M. Brice Hortefeux, ministre. En écoutant les auteurs de ces amendements, je crois rêver ! Franchement de quoi parle-t-on ? D’un moyen de lutter contre les réseaux de terrorisme ou de criminalité organisée. Il ne s’agit pas de flécher les enfants de chœur ! Nous débattons d’un sujet majeur, qui concerne une matière extrêmement dangereuse.

Je ne vous reproche pas vos propos : vous êtes dans la cohérence de vos positions et de vos discours.

L’objet de cet article 23, très simple, est de faire face à des délinquants très au fait de l’évolution des technologies, qui utilisent des moyens de communication très modernes pour préparer des infractions. Ils utilisent des clés USB, des CD-ROM, ils fréquentent des cyber cafés, etc.

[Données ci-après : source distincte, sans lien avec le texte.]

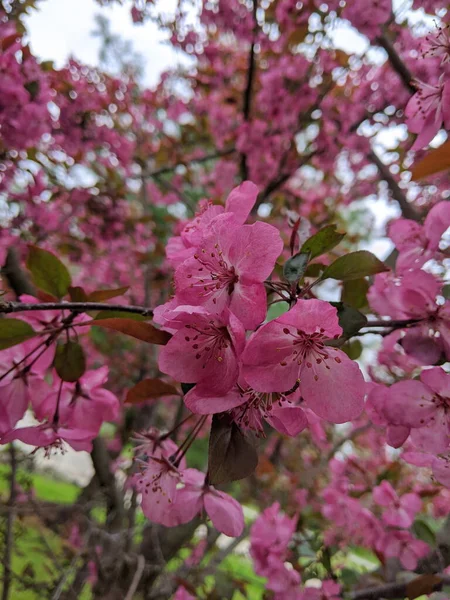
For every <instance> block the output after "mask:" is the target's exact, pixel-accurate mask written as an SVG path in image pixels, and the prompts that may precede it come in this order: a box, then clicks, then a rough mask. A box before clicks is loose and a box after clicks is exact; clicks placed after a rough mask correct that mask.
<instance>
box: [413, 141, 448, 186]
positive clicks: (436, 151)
mask: <svg viewBox="0 0 450 600" xmlns="http://www.w3.org/2000/svg"><path fill="white" fill-rule="evenodd" d="M445 169H450V140H448V141H447V142H445V144H442V146H439V148H435V149H434V150H431V151H430V152H428V154H427V155H426V156H424V158H422V160H419V161H417V162H416V163H415V164H414V166H413V168H412V169H411V173H412V178H413V179H423V178H424V177H430V176H431V175H436V173H440V172H441V171H444V170H445Z"/></svg>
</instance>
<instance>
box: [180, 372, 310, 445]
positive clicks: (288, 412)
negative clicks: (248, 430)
mask: <svg viewBox="0 0 450 600" xmlns="http://www.w3.org/2000/svg"><path fill="white" fill-rule="evenodd" d="M185 402H186V406H187V407H188V408H189V410H191V411H192V412H194V413H197V414H206V415H208V414H214V413H219V412H224V411H227V410H230V411H231V415H232V417H233V419H234V421H235V422H236V423H237V424H238V425H239V427H240V428H241V429H250V430H252V431H254V432H256V434H257V435H261V434H262V435H263V434H264V426H263V423H262V421H263V420H265V421H267V423H269V425H271V426H272V427H273V428H274V429H276V430H277V431H278V432H279V433H281V434H283V435H289V436H296V435H297V434H298V433H300V432H301V431H303V429H305V427H306V426H307V425H308V419H307V417H306V415H305V411H304V410H303V409H302V408H300V407H299V406H294V405H293V403H292V402H291V401H290V400H289V398H288V397H287V396H285V395H283V394H278V393H267V394H266V393H263V392H256V391H255V390H253V389H252V388H251V387H250V386H249V385H247V384H246V383H245V381H243V380H242V381H240V382H239V383H237V384H236V385H235V386H234V387H233V388H231V390H230V391H229V392H228V393H227V394H226V395H225V396H222V397H218V398H217V397H212V396H199V395H198V394H197V392H196V389H195V388H194V389H192V390H190V391H189V392H188V393H187V394H186V397H185Z"/></svg>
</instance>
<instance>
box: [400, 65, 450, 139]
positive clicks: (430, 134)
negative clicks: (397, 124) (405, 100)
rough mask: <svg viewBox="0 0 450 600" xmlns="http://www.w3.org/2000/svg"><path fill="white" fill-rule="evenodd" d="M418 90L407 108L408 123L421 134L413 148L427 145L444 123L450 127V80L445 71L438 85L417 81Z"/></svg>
mask: <svg viewBox="0 0 450 600" xmlns="http://www.w3.org/2000/svg"><path fill="white" fill-rule="evenodd" d="M417 87H418V90H417V92H416V93H415V94H414V96H413V97H412V98H411V99H410V101H409V102H408V104H407V105H406V108H405V115H406V124H407V126H408V129H409V130H410V131H411V132H412V133H417V134H419V135H418V136H417V139H416V141H415V142H414V144H413V145H412V147H411V150H420V149H421V148H423V147H424V146H427V145H428V144H429V143H430V142H431V141H432V140H433V138H434V137H435V136H436V134H437V133H438V132H439V130H440V128H441V126H442V123H444V126H445V128H446V129H449V128H450V81H449V80H447V79H446V75H445V74H444V73H443V74H442V75H441V77H440V78H439V81H438V83H437V85H431V84H428V83H424V82H422V81H421V82H418V83H417Z"/></svg>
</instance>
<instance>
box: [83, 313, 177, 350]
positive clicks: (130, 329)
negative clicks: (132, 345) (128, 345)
mask: <svg viewBox="0 0 450 600" xmlns="http://www.w3.org/2000/svg"><path fill="white" fill-rule="evenodd" d="M86 325H95V326H96V327H105V328H106V329H114V330H115V331H120V332H121V333H124V334H125V335H129V336H131V337H134V338H136V339H137V340H141V341H143V342H148V343H149V344H159V345H162V346H163V345H164V344H167V342H168V341H169V340H170V338H171V337H172V336H171V335H170V333H167V331H162V330H161V329H156V327H153V325H151V324H150V323H147V322H146V321H136V320H135V319H128V318H126V317H124V318H112V319H98V320H97V319H95V320H92V321H89V323H86Z"/></svg>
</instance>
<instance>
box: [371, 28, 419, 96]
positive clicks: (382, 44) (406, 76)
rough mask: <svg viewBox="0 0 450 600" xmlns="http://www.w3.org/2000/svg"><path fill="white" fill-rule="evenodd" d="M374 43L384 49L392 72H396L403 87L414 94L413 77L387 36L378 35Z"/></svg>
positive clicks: (410, 72) (384, 35) (413, 77)
mask: <svg viewBox="0 0 450 600" xmlns="http://www.w3.org/2000/svg"><path fill="white" fill-rule="evenodd" d="M376 41H377V42H378V43H379V44H380V46H381V47H382V48H384V49H385V50H386V52H387V55H388V58H389V62H390V63H391V66H392V68H393V69H394V71H396V72H397V74H398V75H399V77H400V79H401V80H402V81H403V83H404V84H405V87H406V88H407V89H408V90H409V91H410V92H411V93H412V94H415V92H416V91H417V90H416V88H415V87H414V84H413V80H414V77H413V75H412V74H411V71H410V70H409V69H408V67H407V66H406V65H405V63H404V62H403V61H402V59H401V58H400V56H399V55H398V53H397V51H396V49H395V48H394V44H393V43H392V42H391V40H390V39H389V38H388V37H387V35H386V34H385V33H382V34H381V35H379V36H378V37H377V39H376Z"/></svg>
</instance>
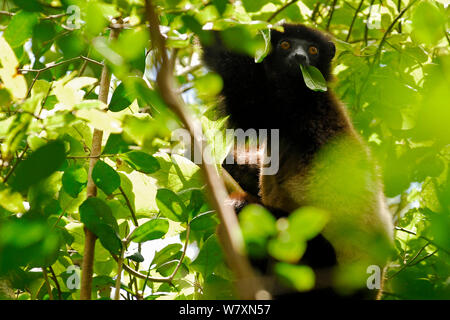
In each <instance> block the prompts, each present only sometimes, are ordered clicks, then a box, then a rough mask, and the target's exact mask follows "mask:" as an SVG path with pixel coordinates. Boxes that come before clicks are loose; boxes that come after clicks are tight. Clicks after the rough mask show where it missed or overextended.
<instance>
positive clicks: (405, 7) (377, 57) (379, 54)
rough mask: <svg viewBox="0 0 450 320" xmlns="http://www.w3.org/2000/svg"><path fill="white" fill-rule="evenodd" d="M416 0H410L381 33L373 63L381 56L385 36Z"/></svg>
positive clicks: (386, 35)
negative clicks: (385, 30) (406, 5)
mask: <svg viewBox="0 0 450 320" xmlns="http://www.w3.org/2000/svg"><path fill="white" fill-rule="evenodd" d="M416 2H417V0H412V1H411V2H410V3H409V4H408V5H407V6H406V7H405V8H404V9H403V10H402V11H401V12H400V13H399V14H398V15H397V17H395V19H394V20H393V21H392V23H391V24H390V25H389V27H388V28H387V30H386V32H385V33H384V35H383V38H382V39H381V41H380V44H379V45H378V48H377V51H376V54H375V58H374V59H373V62H372V64H375V63H376V61H377V60H378V59H379V58H380V56H381V50H382V49H383V45H384V42H385V41H386V38H387V36H388V35H389V34H390V33H391V31H392V29H393V28H394V26H395V24H396V23H397V21H398V20H400V18H401V17H403V15H404V14H405V13H406V11H408V10H409V8H411V6H412V5H413V4H414V3H416Z"/></svg>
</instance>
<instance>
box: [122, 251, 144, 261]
mask: <svg viewBox="0 0 450 320" xmlns="http://www.w3.org/2000/svg"><path fill="white" fill-rule="evenodd" d="M125 258H127V259H130V260H133V261H135V262H138V263H140V262H144V260H145V259H144V256H143V255H142V254H141V253H140V252H139V251H136V252H134V253H133V254H132V255H129V256H126V257H125Z"/></svg>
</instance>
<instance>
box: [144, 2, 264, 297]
mask: <svg viewBox="0 0 450 320" xmlns="http://www.w3.org/2000/svg"><path fill="white" fill-rule="evenodd" d="M145 3H146V14H147V20H148V22H149V23H150V35H151V39H152V44H153V48H154V49H156V53H157V58H158V60H157V61H159V63H160V69H159V72H158V75H157V79H156V82H157V85H158V88H159V91H160V93H161V96H162V98H163V100H164V101H165V102H166V104H167V105H168V106H169V107H170V108H171V109H172V110H173V111H174V112H175V114H177V115H178V117H179V118H180V120H181V121H182V122H183V123H184V125H185V127H186V128H187V129H188V130H189V132H190V134H191V136H192V137H193V139H194V152H198V154H201V155H202V165H201V169H202V171H203V176H204V178H205V180H206V183H207V185H208V186H209V191H210V192H209V195H210V197H211V202H212V206H213V207H214V208H215V209H216V211H217V214H218V216H219V219H220V220H221V222H222V224H221V226H220V227H221V229H219V231H220V232H219V239H220V240H221V244H222V248H223V250H224V253H225V256H226V260H227V262H228V264H229V266H230V268H231V270H232V271H233V272H234V274H235V275H236V278H237V285H238V286H239V290H238V292H240V294H241V298H243V299H256V298H257V297H258V293H259V292H261V293H263V292H264V293H266V292H265V291H261V290H262V285H261V283H260V282H259V280H258V279H257V278H256V277H255V276H254V274H253V270H252V269H251V266H250V263H249V261H248V259H247V258H246V256H245V255H244V241H243V238H242V234H241V231H240V228H239V224H238V221H237V218H236V214H235V212H234V210H233V208H232V207H231V206H227V205H225V203H226V199H227V198H228V196H227V192H226V189H225V185H224V183H223V181H222V179H221V178H220V177H219V175H218V173H217V170H216V167H215V166H214V165H212V164H210V163H209V159H208V157H207V154H206V150H205V149H204V146H203V143H202V142H203V141H202V137H201V134H199V133H201V132H202V130H201V125H200V123H199V122H198V121H195V119H194V118H193V117H192V116H191V114H190V113H188V112H187V111H186V108H185V106H184V102H183V101H182V100H181V98H180V97H179V96H178V95H177V94H176V93H175V90H174V88H173V65H171V64H170V61H169V59H168V57H167V52H166V47H165V39H164V38H163V37H162V35H161V32H160V30H159V18H158V15H157V14H156V11H155V8H154V5H153V2H152V1H151V0H146V1H145Z"/></svg>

Dans l’état actuel du droit, il n’est pas possible de capter des données informatiques tapées sur un ordinateur avant qu’elles ne soient diffusées ou cryptées, ce qui rend naturellement plus difficile, plus long et plus incertain le démantèlement de ces groupes criminels.

Mon objectif, c’est de donner aux enquêteurs la possibilité juridique dont ils sont aujourd’hui dépourvus d’utiliser les moyens techniques déjà existants de capter en temps réel des données informatiques qui sont utilisées ou saisies sur un ordinateur, mais qui ne sont pas encore diffusées.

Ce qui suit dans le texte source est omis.